# My new drop panel construction



## Psyc0 Walrus (Sep 1, 2009)

Panel frame is completely in place and panel is working properly. After a quick trip to lowes tomorrow i should have all i need to finish!






after the painting we will make it appear as a clown whos mouth drops with yet another lil mini clown (me) inside. Ill be getting this clown face and i have a harlyquin outfit to go alone with it (;

http://www.halloweenbazaar.com/killer-clown-living-faces-mask-p-506.html

UPDATE:

Got the foam and supplies for today. Picked up some Great Stuff while i was there and decided to change it to "Mirror of the Phantom" which will attract more ToT's and also i need to change the theme of my mask. We will be adding a Comedy and Tragety mask to the top of the pillar! Hurray!


----------



## Psyc0 Walrus (Sep 1, 2009)

Theme Change again XD it will be a standard crypt now XD i will have a little story on the panel for ToTs to read and when they do... *Boom* "raaa" *slide*

I started paint but it wont adhere to well to the foam so ill try again later


----------



## Psyc0 Walrus (Sep 1, 2009)

PAINT PAINT PAINT!!!











Almost done!
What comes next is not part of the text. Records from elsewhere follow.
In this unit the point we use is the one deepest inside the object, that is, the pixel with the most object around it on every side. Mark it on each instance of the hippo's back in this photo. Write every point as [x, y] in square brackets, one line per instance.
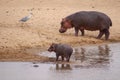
[64, 48]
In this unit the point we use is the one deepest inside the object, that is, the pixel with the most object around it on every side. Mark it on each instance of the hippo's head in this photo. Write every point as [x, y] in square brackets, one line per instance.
[52, 47]
[65, 24]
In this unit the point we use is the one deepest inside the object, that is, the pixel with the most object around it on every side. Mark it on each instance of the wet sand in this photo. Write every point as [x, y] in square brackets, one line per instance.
[42, 29]
[98, 63]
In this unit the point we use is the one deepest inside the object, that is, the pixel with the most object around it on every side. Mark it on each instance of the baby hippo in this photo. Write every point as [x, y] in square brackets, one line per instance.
[62, 50]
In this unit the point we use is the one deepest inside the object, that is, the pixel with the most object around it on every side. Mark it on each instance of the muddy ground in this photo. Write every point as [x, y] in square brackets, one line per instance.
[42, 29]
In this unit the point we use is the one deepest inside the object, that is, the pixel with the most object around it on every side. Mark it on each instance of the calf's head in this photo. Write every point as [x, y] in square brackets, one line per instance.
[65, 24]
[52, 47]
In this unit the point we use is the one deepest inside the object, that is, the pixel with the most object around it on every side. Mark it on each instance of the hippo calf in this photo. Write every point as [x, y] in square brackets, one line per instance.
[87, 20]
[62, 50]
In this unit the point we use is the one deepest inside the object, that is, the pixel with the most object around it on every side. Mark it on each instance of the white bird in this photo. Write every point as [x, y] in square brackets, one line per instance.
[26, 18]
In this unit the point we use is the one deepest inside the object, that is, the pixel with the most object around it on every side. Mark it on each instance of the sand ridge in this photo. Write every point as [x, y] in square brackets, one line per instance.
[42, 29]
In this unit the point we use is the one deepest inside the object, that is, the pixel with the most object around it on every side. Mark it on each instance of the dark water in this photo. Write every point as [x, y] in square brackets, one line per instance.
[87, 63]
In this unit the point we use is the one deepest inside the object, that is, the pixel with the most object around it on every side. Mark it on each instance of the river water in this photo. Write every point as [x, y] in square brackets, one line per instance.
[99, 62]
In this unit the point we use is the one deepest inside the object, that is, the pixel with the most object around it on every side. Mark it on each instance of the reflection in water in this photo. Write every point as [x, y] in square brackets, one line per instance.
[80, 55]
[63, 67]
[93, 55]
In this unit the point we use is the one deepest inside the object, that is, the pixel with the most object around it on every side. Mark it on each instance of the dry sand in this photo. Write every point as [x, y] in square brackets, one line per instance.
[42, 29]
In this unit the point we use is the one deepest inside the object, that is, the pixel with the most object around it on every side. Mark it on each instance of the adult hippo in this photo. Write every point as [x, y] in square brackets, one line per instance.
[87, 20]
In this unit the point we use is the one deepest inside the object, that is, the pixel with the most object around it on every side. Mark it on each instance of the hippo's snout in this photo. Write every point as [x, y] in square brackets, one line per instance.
[62, 30]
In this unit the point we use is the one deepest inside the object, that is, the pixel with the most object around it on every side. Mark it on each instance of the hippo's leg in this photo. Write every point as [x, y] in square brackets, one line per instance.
[62, 58]
[107, 33]
[67, 58]
[76, 31]
[100, 34]
[57, 56]
[82, 31]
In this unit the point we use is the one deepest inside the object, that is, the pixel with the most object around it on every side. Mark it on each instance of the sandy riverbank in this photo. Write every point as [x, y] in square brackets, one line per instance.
[42, 29]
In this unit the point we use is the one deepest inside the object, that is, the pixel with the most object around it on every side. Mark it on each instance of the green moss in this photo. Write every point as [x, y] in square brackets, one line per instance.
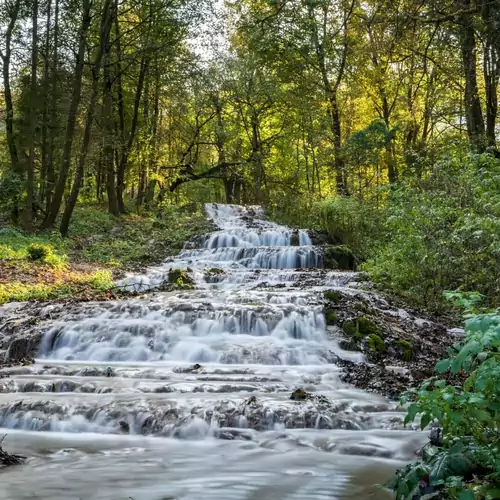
[406, 349]
[299, 395]
[333, 296]
[180, 279]
[214, 271]
[331, 318]
[338, 257]
[350, 327]
[376, 343]
[367, 327]
[360, 327]
[362, 307]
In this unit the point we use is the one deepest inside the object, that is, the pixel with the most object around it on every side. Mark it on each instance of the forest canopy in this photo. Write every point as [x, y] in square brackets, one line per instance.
[321, 110]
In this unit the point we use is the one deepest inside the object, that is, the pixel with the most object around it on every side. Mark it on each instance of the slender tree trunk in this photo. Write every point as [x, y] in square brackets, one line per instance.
[490, 13]
[30, 181]
[72, 115]
[122, 167]
[53, 121]
[96, 70]
[108, 126]
[46, 106]
[473, 111]
[9, 108]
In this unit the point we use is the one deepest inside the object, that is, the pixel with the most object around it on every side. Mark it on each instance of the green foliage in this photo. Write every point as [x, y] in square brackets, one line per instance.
[468, 415]
[338, 257]
[406, 349]
[333, 296]
[71, 287]
[361, 327]
[443, 235]
[38, 252]
[349, 221]
[331, 318]
[376, 343]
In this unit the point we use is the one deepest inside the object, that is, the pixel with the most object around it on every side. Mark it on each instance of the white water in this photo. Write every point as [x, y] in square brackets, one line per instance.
[155, 428]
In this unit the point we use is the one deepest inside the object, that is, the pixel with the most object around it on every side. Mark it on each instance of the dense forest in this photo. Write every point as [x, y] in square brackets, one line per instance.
[374, 121]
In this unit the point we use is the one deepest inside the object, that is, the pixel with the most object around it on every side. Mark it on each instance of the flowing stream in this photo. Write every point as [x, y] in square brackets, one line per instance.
[177, 395]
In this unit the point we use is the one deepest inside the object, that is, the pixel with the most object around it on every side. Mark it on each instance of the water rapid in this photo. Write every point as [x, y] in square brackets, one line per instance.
[187, 393]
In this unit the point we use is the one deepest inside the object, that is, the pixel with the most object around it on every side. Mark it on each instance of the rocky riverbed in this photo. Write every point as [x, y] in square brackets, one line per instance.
[252, 336]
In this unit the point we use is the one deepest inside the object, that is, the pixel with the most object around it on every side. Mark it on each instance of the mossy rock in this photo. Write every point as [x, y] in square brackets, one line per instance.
[367, 327]
[362, 307]
[214, 271]
[333, 296]
[180, 279]
[406, 349]
[299, 395]
[295, 238]
[338, 257]
[331, 318]
[376, 343]
[350, 327]
[360, 327]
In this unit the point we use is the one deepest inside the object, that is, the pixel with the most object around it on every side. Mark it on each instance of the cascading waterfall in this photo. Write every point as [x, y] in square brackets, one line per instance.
[184, 365]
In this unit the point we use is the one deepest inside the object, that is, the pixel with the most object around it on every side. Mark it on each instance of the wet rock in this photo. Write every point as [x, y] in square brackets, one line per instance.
[299, 395]
[22, 348]
[124, 427]
[180, 279]
[295, 238]
[338, 257]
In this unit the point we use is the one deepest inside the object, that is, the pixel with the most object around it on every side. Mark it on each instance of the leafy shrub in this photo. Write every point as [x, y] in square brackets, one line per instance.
[464, 460]
[348, 220]
[38, 252]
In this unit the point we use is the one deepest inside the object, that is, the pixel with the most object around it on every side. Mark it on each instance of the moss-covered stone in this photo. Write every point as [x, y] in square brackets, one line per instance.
[363, 307]
[406, 349]
[350, 327]
[180, 279]
[338, 257]
[333, 296]
[376, 343]
[331, 318]
[295, 238]
[214, 271]
[299, 395]
[367, 327]
[360, 327]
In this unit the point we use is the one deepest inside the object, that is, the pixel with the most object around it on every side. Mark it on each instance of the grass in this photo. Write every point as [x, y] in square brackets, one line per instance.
[99, 247]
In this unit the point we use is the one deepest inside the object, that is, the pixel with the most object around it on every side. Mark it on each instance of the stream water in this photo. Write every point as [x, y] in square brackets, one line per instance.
[115, 408]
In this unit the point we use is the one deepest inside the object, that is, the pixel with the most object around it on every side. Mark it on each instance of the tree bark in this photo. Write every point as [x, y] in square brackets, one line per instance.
[96, 70]
[53, 121]
[30, 181]
[472, 102]
[122, 167]
[9, 108]
[72, 115]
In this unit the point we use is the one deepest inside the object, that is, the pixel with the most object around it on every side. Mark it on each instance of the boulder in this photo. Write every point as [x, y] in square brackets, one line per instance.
[338, 257]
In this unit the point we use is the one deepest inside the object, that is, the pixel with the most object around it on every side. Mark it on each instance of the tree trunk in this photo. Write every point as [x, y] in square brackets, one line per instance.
[472, 102]
[96, 70]
[30, 181]
[72, 115]
[46, 106]
[53, 123]
[9, 109]
[490, 11]
[122, 167]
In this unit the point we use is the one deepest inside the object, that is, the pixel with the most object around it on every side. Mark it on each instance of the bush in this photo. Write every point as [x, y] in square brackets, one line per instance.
[348, 221]
[463, 458]
[443, 234]
[38, 252]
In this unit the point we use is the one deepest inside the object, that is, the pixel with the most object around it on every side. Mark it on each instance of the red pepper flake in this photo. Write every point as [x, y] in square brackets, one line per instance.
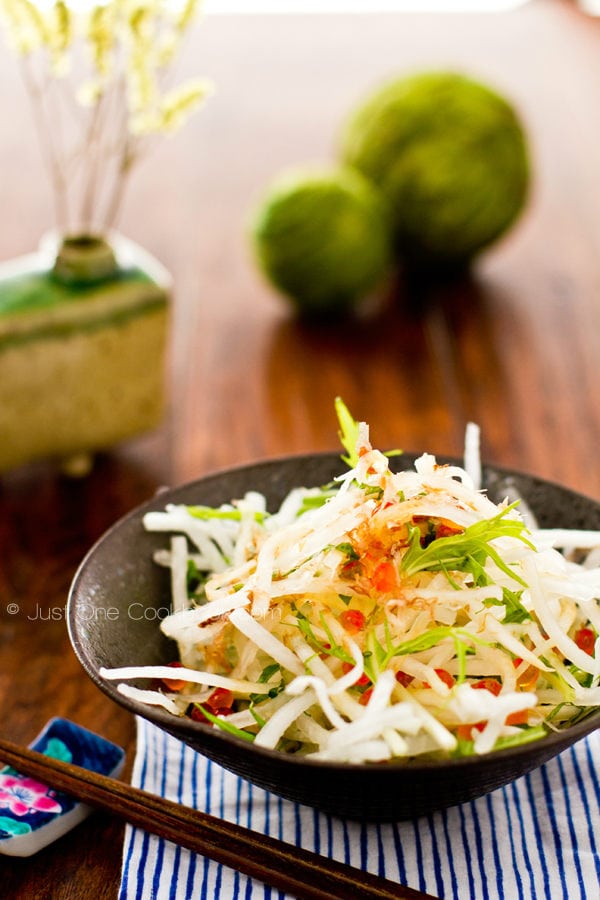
[585, 639]
[352, 620]
[220, 701]
[445, 676]
[518, 718]
[385, 577]
[404, 678]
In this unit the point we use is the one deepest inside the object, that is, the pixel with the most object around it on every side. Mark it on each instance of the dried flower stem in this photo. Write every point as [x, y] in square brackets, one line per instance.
[124, 48]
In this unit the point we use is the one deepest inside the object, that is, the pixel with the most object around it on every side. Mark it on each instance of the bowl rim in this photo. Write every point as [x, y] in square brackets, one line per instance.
[545, 747]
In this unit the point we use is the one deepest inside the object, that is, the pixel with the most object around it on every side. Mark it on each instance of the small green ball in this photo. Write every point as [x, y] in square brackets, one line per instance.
[323, 239]
[451, 157]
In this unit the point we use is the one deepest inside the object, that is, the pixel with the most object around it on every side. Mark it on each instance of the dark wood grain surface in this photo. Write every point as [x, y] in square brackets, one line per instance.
[514, 348]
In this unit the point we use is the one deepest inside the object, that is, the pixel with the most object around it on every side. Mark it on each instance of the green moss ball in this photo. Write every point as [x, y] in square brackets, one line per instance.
[323, 239]
[450, 156]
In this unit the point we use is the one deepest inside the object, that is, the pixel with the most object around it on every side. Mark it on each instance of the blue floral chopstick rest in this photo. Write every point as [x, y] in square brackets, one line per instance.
[33, 815]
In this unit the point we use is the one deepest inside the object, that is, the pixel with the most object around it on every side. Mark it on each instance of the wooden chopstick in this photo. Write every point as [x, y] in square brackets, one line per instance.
[303, 874]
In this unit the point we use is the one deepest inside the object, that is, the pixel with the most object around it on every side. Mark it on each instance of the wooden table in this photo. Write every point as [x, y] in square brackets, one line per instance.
[515, 348]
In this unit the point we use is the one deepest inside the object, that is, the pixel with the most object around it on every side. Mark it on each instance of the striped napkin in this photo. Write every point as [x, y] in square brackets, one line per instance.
[536, 839]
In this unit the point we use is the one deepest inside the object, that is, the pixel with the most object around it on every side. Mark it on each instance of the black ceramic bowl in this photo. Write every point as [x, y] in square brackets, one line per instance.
[117, 582]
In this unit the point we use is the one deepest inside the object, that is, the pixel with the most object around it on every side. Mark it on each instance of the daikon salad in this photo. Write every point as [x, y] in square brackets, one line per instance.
[385, 616]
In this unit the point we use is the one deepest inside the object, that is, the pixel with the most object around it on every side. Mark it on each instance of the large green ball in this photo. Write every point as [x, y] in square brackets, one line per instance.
[323, 239]
[450, 156]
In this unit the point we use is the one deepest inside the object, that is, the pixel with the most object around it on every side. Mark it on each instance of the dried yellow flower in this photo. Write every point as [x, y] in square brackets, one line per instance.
[117, 55]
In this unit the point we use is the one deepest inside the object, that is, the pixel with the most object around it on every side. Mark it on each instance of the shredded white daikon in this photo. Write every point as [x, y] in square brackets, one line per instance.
[389, 615]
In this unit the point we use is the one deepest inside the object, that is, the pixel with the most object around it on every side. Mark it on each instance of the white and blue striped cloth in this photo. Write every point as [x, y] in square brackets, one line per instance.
[536, 839]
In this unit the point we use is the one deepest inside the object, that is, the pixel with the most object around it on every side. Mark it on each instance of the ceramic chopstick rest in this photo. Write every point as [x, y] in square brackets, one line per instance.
[33, 815]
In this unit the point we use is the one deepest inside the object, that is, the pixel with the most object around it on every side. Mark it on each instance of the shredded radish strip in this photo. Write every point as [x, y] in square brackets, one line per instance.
[388, 615]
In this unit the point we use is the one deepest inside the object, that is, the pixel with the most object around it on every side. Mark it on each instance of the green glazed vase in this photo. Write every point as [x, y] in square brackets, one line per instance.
[83, 339]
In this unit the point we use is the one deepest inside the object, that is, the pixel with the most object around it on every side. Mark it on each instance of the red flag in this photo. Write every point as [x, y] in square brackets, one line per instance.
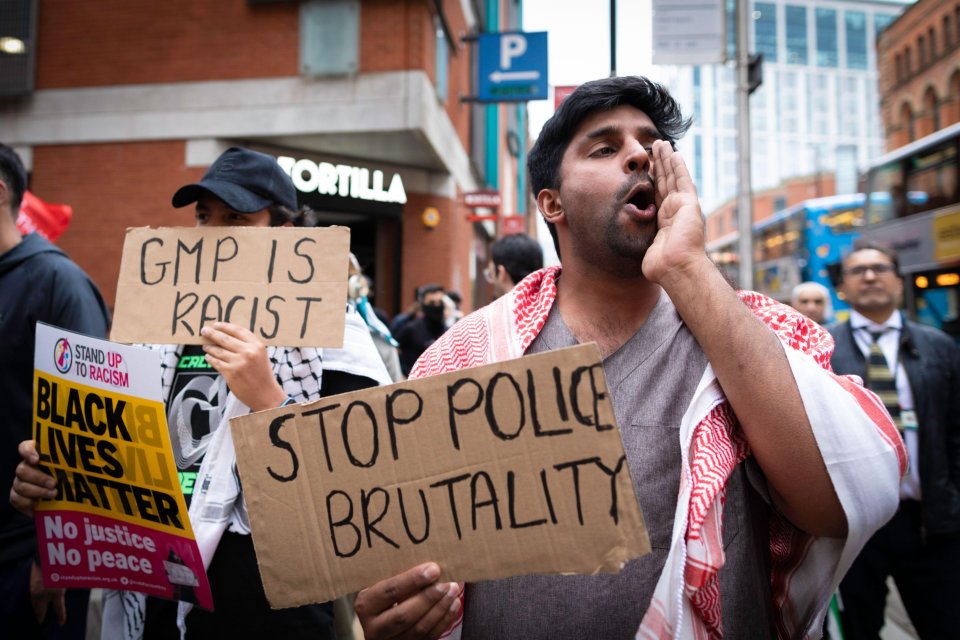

Just have to add a few finishing touches and then my Drop Panel will be complete!!!


----------



## abrcrombe (Sep 18, 2007)

Looks great!! That is sure to scare a bunch of people!


----------



## ghost37 (Jul 30, 2008)

Look very good. Love the paint job!


----------



## Psyc0 Walrus (Sep 1, 2009)

abrcrombe said:


> Looks great!! That is sure to scare a bunch of people!





ghost37 said:


> Look very good. Love the paint job!


thanks guys hope your right! but it cost me at least $150 and i didnt even buy the wood i had some scrap i think i probably coulda done it for cheaper if i bought pink foam but oh well im happy with the outcome now i just gotta add something to the panel so i can catch peoples attension


----------



## HalloweenZombie (Jul 22, 2007)

Looks awesome! Worth every penny!


----------



## kprimm (Mar 14, 2009)

I'm sure you are gonna scare the crap outta some people with that. Nice work.


----------



## Psyc0 Walrus (Sep 1, 2009)

kprimm said:


> I'm sure you are gonna scare the crap outta some people with that. Nice work.


thanks! i really do hope so!


----------